The other Turner
He was only eighteen years old, yet William Turner’s watercolors were already praised in print as follows: “By dint of his superior art he has rolled such clouds over these landscapes as has given to a flat country an equal grandeur with mountain scenery, while they fully account for the striking and natural effects of light and shade which he has introduced.” The critic John Ruskin would also become a big supporter in the artist’s later years.
How could they not admire those rolling landscapes, the colorful skies! No wonder Turner’s considered a precursor to the Impressionists! Oh wait—wrong William Turner.
Joseph Mallord William (J. M. W.) Turner (1775–1851) was, of course, one of the British masters of watercolor landscape painting, much championed by the aforementioned John Ruskin. But his near contemporary, William Turner (1789–1862), was a fellow Royal Academic who also specialized in watercolor landscapes.

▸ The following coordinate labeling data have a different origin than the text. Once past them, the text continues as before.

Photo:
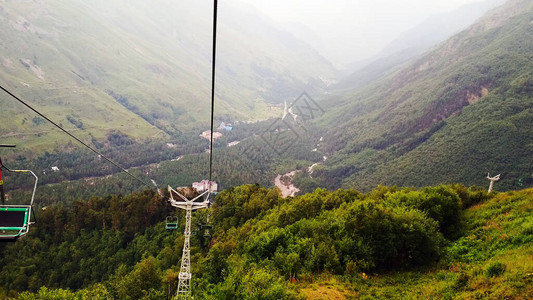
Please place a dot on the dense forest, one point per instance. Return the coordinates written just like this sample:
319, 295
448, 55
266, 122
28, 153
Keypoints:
268, 247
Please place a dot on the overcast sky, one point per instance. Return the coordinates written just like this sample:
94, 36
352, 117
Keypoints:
369, 24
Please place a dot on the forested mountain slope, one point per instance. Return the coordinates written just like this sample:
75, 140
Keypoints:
435, 242
139, 67
454, 115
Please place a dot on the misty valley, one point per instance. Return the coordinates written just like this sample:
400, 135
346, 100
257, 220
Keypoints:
207, 150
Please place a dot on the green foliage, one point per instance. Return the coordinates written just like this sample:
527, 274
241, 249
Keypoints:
495, 269
440, 203
117, 248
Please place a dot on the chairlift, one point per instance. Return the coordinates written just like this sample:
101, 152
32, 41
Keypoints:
15, 220
171, 223
207, 231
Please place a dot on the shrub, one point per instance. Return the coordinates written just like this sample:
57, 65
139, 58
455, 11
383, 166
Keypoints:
495, 269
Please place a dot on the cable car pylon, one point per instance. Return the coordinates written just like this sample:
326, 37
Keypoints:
178, 200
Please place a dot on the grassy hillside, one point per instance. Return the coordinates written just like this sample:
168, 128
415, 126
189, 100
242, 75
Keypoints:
389, 243
142, 68
454, 115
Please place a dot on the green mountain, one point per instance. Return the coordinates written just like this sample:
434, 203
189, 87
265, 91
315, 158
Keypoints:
140, 68
455, 114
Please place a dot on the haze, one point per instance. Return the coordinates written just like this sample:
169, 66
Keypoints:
345, 31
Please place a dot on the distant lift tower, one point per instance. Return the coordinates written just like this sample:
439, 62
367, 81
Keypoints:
180, 201
492, 179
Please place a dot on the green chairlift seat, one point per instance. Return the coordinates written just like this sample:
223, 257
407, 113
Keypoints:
171, 223
14, 222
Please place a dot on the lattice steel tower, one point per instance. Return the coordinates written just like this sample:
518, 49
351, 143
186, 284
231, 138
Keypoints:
184, 277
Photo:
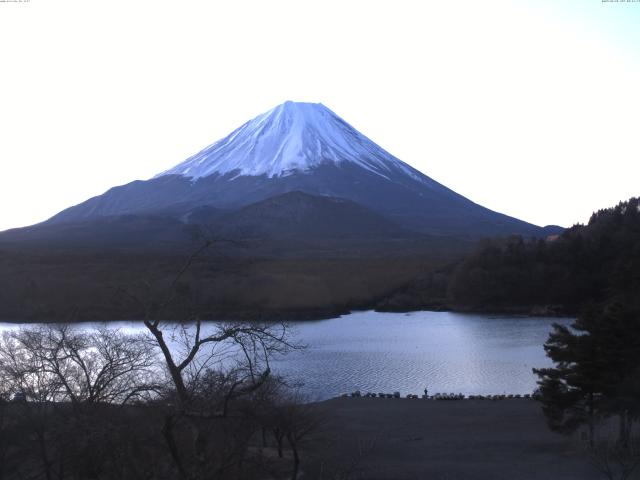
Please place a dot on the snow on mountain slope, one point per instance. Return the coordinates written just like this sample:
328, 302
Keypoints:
291, 138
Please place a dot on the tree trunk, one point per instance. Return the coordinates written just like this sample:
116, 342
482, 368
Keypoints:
296, 458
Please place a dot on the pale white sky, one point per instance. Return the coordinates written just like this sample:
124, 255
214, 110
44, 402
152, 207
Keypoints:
528, 107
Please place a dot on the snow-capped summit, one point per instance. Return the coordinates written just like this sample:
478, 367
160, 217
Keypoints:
292, 137
301, 147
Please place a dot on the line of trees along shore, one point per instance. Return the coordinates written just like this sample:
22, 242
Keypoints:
179, 402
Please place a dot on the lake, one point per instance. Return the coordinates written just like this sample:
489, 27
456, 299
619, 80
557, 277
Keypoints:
386, 352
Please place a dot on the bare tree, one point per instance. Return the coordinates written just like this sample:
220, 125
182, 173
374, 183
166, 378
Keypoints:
211, 366
59, 363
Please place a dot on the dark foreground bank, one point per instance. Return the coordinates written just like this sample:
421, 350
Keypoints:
420, 439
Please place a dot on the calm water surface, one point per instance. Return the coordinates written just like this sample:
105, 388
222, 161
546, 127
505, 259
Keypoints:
386, 352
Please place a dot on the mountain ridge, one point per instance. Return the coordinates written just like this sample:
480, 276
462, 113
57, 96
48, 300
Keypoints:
308, 148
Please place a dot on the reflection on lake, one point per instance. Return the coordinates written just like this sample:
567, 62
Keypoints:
386, 352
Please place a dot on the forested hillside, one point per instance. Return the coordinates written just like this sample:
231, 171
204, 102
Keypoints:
586, 264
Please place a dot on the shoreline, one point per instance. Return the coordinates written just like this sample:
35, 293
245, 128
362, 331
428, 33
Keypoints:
453, 440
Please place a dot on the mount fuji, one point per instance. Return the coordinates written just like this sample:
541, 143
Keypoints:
308, 158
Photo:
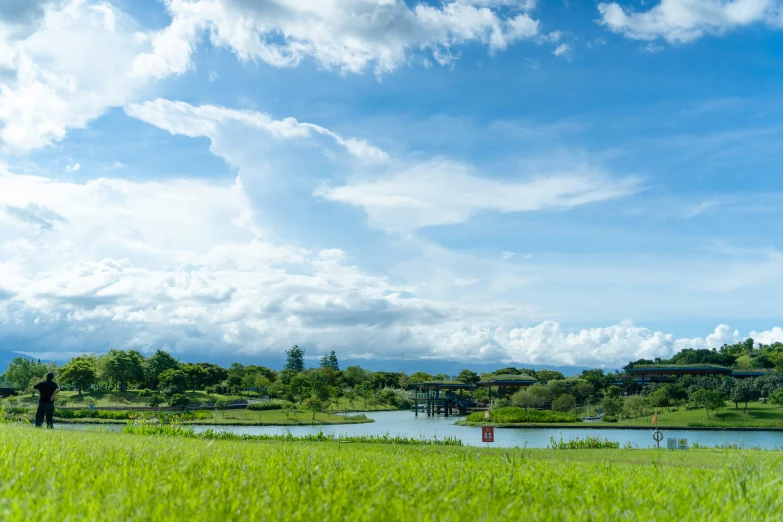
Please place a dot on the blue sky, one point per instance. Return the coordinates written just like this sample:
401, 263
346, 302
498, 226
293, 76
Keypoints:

This Turner is usually referred to as William Turner of Oxford—after the setting of many of his landscapes—to distinguish him from his better-known namesake.
As Luke Herrmann wrote in the Oxoniensia journal, “[Turner of Oxford] ranks as a pleasing minor artist, whose work in water-colours occasionally, especially in his early years, rose to considerable heights.” It might not be the stuff that inspires a movie, but as you can see from the beauty of these images from the Yale Center for British Art‘s collection in the Artstor Digital Library, “considerable heights” is certainly nothing to sniff at.